What if I had a company that needed some equity (permanent) capital to support the business, and I went to an investor to get some money? (The year is 2027) That investor would say, "I need periodic updates and financials and meetings to ensure smooth functioning." OK. As the owner of this company, until the time I go to this investor, I don't care about the 'value' of my company; I care about profitability and cash positions.
When I do go ahead and transact with this investor, it is then that I care about the 'value' of my company because that influences how much of my company he will be owning post-transaction.
Now, assume that this owner has 23.54% of my company's shares and it has been one month since the signing and everything is hunky-dory; do I care about the 'value' of my company? May be. Three years thence, and without any further requirements for myself or for my investor buddy, I still ought to not care about the value of my company. Fifteen years hence, I have a huge-ass fight with my wife and she wants to wrest my entire stake from me! Sadly, she wins the case because she had forged the papers!! It is up to me to derive a good value for my stake because beyond a threshold, the remainder belongs to me. It is now that I care about the value of my Company. Assume that this is the year 2045. However, my investor still doesn't care about the value of his stake (the management of my company is luckily still very able.) because he wants to cash out after a further 15 years.

We should agree here that the value of my Company was largely irrelevant throughout the span that I held a stake in it.

Now for some woodoo!!! The investor looks like a really hot guy and has dozens of hot women around him.

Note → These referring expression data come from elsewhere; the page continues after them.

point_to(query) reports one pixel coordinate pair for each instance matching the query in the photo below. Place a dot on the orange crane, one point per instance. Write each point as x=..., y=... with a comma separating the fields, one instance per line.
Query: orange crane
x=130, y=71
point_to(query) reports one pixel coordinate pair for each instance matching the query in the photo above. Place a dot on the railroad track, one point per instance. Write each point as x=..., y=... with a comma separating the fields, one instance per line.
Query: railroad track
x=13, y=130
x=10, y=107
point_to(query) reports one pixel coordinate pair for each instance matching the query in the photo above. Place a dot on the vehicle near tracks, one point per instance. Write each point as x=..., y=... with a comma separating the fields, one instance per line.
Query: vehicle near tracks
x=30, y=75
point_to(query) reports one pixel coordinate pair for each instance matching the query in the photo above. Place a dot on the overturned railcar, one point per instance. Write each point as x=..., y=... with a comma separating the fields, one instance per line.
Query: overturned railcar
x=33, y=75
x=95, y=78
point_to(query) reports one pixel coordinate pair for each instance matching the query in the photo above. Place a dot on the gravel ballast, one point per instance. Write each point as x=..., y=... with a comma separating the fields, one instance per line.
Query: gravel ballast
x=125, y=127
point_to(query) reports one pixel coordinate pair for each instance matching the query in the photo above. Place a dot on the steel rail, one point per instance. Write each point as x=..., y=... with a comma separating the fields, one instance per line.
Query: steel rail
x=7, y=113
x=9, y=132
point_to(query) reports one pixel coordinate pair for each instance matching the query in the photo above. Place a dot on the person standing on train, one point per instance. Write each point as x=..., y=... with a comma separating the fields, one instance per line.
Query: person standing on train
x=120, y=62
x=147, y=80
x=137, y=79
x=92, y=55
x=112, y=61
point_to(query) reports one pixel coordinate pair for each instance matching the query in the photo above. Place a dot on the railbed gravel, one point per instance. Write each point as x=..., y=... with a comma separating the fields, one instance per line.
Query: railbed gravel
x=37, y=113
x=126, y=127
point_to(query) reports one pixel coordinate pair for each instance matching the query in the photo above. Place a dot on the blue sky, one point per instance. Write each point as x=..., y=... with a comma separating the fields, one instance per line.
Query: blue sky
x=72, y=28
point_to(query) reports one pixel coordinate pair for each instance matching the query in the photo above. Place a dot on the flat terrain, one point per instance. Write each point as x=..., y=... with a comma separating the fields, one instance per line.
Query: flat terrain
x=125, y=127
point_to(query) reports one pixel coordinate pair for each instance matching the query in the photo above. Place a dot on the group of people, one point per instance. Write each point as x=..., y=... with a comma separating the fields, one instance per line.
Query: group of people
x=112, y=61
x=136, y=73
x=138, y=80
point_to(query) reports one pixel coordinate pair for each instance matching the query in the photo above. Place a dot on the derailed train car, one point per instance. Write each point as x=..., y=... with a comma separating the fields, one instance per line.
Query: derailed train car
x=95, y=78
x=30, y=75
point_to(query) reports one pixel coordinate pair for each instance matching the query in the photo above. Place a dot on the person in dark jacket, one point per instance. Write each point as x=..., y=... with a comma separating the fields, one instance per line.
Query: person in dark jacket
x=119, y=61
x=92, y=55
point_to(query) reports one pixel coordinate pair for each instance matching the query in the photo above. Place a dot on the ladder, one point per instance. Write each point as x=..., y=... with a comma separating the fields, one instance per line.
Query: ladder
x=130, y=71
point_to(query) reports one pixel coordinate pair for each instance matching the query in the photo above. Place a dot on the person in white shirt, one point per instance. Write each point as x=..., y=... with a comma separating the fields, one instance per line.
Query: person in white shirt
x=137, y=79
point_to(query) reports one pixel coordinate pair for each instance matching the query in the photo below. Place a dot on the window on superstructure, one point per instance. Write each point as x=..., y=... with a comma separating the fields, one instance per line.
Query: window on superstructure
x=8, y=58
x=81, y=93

So, when I sign the document for the 23.54 %, I move into his body and he moves into mine! Funky eh? Since he owns the majority of the company, he wants to cash out a bit more... he goes to the public market after 3 years and sells a portion. Let's say he now owns 40%, I own the 23.54% and the public owns the rest. His wife (who was originally my wife, curse the bit*h!) does exactly what I had described above in the year 2045. Since the Company is performing well and I am happy with my other cash flows (and the hot girls in my life) I don't wanna sell.
Now, I have been able to see the fluctuating value of my company from the year 2027 onwards. Do you still agree that it made no material difference to my life?

What do you care what other people think?

Monday, November 14, 2011

The Long Term

It's interesting how quarterly projections are 'made' or arrived at, without much knowledge of cash flows.
It's also interesting how moods, sentiments and irrationality affect the price at which one can - theoretically - buy or sell a company, or rather, portions of a company.
It's amusing that professional fund managers are servants to the whims of investors in terms of unforseen or immediate events or limited time horizons; a typical case being that of a private equity fund. They typically have 4-7 years to get in and out of 'investments'.

Do I trust this Company's management based on what I can hear, see or judge?
Do I believe that this Company is interested in making its shareholders and employees richer over a period of time?
Do I largely understand what this Company does and how it is positioned to navigate through/ around obstacles?
Do I believe that this Company is going to do substantially better than most other companies over the long haul?
Do I believe that the price is to my liking?

Note: WB bought into KO in 1988. WB has bought into IBM over the last few months (2011) - USD 10.7 Bn worth of shares for a 5.5 % stake, 64 million shares.